Beyond grasping the power of Christ’s sufferings in his own life, Peter surely saw how the Lord used His suffering church to spread the gospel. The sword was a failed strategy, an attempt to fight the Lord’s battles with the world's weapons. The glory of a suffering Savior would be best reflected in a suffering church. As the church suffered, her sufferings would not have the power to save anyone, but the Lord would use His suffering people to point to the worth of Christ’s ultimate sacrifice. When the world saw men and women who were willing to suffer (and even die) for sinners, people would ask, “What kind of love is this?” And the church could answer, “We love because He first loved us.”

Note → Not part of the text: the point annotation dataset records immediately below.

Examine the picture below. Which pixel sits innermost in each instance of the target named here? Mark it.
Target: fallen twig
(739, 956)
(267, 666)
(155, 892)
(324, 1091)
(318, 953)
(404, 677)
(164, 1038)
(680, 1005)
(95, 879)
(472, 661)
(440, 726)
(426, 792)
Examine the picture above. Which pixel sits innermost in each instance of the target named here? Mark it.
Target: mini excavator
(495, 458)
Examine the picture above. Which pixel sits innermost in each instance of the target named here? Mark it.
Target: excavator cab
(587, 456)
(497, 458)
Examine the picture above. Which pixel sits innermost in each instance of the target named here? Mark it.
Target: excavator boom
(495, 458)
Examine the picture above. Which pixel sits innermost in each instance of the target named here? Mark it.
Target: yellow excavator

Where does our theology of suffering need to change? If we’re not taking up the sword, are we running away from the fight? Have we grasped the significance of Christ’s sufferings in our own life? Can we find in His humiliation the power to remain humble when we feel tempted to fight back? And can we find in His exaltation the power to be courageous when we feel tempted to run away? Brothers and sisters, remaining faithful to Christ in the midst of difficulty is an opportunity to show the world the power of God’s love that triumphs through suffering. What if it has been granted to us, not only to believe in Him but also to suffer for His sake (Philippians 1:29)?